In contrast to the Franco-Prussian war and the First World War, the enthusiasm of the local population to the war was limited, and only occurred with absolutely convinced national socialists. "Within the framework of the civil aviation measures" all schools in the district of Lichtenfels remained closed between September 1 and 11.  The first flight bombs fell by English aircraft in the night from the 27th to the 28th of August 1940 northwest of the St. Josephs-Anstalt.  The St. Josephs-Anstalt was completely cleared in the spring of 1941. Many inhabitants were murdered in other homes and psychiatries; only a few were released home. The institution was converted into a National Social NGO for mother and child.

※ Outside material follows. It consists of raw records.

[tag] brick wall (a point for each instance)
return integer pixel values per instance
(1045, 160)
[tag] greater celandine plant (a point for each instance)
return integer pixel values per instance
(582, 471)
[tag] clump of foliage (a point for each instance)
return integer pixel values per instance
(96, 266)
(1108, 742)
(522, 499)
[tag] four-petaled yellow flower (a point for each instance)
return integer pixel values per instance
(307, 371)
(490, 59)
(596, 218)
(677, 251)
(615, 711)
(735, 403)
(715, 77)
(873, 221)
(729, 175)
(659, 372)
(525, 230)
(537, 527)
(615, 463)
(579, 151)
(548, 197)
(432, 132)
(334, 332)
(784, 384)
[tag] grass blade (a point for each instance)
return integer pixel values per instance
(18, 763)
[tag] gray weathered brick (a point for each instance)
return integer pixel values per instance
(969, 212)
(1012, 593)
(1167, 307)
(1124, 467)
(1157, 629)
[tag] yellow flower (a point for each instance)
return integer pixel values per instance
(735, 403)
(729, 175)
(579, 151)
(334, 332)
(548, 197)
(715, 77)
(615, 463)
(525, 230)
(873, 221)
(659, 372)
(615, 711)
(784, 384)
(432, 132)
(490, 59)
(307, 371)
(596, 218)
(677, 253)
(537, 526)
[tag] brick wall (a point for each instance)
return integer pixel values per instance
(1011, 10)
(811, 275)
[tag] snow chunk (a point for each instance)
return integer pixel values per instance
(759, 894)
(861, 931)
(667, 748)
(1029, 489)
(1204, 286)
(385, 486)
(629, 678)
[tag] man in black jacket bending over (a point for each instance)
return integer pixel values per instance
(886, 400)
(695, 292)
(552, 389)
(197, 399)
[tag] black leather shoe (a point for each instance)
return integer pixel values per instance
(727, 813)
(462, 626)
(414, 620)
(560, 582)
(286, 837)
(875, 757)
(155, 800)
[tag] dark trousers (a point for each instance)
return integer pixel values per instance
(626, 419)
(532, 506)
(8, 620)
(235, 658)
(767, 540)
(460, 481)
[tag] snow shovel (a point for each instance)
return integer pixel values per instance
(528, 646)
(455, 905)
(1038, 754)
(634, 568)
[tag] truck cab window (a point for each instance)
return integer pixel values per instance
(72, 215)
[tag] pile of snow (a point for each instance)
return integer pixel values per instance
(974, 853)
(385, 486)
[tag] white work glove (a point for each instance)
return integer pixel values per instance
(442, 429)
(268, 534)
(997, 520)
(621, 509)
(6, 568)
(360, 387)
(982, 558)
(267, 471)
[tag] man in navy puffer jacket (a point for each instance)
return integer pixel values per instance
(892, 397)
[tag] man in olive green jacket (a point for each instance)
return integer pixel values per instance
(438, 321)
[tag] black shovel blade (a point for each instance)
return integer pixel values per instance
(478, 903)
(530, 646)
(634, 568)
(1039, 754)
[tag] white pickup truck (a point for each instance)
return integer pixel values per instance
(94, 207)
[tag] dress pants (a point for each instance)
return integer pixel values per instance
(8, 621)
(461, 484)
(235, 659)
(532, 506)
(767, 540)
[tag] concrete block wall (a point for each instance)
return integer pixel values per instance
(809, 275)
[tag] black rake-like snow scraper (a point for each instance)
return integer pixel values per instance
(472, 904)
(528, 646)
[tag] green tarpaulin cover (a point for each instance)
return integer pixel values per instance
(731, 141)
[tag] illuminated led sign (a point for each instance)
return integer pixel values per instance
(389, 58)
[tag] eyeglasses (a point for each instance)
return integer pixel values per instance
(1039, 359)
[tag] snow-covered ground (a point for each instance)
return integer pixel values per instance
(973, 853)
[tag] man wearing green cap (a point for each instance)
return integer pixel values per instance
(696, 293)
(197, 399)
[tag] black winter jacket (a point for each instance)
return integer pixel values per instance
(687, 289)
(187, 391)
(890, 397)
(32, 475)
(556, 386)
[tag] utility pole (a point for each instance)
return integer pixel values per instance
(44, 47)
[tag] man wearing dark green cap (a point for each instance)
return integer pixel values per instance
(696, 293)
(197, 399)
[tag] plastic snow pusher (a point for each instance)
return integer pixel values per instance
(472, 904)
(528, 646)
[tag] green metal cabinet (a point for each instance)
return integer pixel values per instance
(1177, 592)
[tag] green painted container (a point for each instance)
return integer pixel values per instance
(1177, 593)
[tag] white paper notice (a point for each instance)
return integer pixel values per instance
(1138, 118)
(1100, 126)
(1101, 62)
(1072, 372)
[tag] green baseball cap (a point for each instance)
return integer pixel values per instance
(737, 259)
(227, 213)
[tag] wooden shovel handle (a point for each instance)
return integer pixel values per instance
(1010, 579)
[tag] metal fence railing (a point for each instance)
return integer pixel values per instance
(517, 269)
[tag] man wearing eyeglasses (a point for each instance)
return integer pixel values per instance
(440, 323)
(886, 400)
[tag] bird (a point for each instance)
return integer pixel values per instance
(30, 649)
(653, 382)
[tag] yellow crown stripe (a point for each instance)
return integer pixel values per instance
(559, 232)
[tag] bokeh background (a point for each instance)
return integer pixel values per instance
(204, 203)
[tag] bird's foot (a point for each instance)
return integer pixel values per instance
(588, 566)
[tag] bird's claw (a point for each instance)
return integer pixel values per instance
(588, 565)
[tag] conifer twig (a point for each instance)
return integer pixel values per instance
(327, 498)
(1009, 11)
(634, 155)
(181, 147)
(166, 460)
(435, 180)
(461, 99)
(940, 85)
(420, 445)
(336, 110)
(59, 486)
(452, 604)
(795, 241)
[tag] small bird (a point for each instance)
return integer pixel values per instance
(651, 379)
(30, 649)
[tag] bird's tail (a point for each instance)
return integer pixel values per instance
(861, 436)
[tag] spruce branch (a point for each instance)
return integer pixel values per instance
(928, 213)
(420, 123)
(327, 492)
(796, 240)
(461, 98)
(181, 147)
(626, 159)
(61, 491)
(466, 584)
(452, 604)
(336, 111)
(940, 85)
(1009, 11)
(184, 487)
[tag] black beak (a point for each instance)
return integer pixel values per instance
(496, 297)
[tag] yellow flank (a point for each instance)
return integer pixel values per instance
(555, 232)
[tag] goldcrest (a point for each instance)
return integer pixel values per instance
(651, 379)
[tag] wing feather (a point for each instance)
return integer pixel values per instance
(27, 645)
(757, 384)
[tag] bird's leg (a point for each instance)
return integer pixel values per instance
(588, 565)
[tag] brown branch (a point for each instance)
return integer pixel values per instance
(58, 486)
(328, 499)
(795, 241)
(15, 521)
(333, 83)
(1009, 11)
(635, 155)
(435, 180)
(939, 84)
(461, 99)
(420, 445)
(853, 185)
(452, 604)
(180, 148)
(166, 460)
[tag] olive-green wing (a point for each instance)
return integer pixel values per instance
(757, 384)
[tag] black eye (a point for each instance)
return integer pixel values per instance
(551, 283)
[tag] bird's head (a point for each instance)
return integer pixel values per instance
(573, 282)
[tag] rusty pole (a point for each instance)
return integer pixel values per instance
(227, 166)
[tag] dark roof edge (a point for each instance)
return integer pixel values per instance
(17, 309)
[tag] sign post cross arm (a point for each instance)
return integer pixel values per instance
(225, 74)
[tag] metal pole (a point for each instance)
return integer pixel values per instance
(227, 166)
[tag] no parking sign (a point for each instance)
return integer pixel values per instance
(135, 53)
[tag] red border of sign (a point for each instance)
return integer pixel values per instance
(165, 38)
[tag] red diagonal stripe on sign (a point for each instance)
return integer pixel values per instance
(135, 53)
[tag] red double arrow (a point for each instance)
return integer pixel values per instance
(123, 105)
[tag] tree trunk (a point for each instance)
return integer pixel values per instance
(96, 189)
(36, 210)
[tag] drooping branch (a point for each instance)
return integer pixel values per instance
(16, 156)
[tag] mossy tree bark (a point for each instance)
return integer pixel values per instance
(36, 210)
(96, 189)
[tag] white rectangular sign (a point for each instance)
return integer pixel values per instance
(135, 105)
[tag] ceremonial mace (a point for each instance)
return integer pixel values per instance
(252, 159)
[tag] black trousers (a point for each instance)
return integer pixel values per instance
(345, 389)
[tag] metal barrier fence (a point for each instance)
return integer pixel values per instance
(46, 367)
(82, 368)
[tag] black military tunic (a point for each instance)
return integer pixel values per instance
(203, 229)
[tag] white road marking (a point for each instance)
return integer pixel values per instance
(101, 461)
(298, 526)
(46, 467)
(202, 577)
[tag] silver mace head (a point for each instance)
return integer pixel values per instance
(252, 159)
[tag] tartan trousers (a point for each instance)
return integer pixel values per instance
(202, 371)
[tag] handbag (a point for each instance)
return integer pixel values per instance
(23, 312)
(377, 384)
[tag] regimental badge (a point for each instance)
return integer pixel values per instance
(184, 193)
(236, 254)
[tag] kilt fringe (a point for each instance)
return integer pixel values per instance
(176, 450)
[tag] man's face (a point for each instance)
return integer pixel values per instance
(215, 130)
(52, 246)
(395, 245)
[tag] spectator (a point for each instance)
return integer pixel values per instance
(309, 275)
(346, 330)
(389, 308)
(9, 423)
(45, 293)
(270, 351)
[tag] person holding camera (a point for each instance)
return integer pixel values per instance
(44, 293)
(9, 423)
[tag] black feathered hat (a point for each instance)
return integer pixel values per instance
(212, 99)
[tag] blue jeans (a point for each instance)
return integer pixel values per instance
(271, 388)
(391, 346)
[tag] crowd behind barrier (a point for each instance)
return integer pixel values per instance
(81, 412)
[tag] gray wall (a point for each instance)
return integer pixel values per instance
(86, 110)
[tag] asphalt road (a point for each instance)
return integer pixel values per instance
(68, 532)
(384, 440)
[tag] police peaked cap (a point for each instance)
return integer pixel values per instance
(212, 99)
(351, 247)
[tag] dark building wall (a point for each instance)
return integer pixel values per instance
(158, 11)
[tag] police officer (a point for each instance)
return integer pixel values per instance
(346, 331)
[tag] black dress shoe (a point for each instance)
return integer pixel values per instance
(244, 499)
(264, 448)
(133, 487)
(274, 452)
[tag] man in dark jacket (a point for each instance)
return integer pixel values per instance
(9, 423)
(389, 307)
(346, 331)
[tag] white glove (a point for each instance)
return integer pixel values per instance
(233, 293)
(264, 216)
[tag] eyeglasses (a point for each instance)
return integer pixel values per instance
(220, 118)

The town synagogue in 1935
On April 24, 1942, the last twelve Burgkunstadte Jews, including the five-year-old Hans-Peter Steinbock, came first to Bamberg and the next day via Nuremberg to Krasnyzin. Up until April 28th, they were taken to the Majdanek concentration camp in Eastern Poland. In the following days most of them were transported to the extermination camps Belzec and Sobibor, where they were murdered in the gas chambers in the summer of 1942. This action ended the 700 year history of the Jewish community in Burgkunstadt.  As more and more workers from the local shoe factories were forced to go to the front, the jobs were occupied by belligerent Russians, Lithuanians, Poles, French and Vlasslow soldiers.  From March 1945 the refugee flows from Eastern European countries also began to accumulate. In addition to this, more and more unarmed, dilapidated soldiers came. This made it increasingly clear that the war was about to end. In the course of the Nerobefehl, all the main bridges were blown up on the 10th of April. The Lichtenfels Tagblatt appeared for the last time on April 10, during which time the poor food supply led to numerous looting at this time.  On April 12, 1945 the Americans reached Horb, whereupon Burgkunstadt surrendered on the same evening. There was only a single group of soldiers who were able to be expelled by the Burgkunstadt population and in the days and weeks that followed, most of the East workers, Vlasov soldiers and the evacuees also made their way home from German cities. On May 8 at 23:01, barely four weeks after the surrender of the town, the Second World War ended by the unconditional capitulation of the Wehrmacht. Including the new citizens (refugees, displaced persons, et cet.), 242 Burgkunstadter soldiers died on the fronts. Many more were missing. Of the Jews born or staying in Burgkunstadt, 84 died in the labour and extermination camps.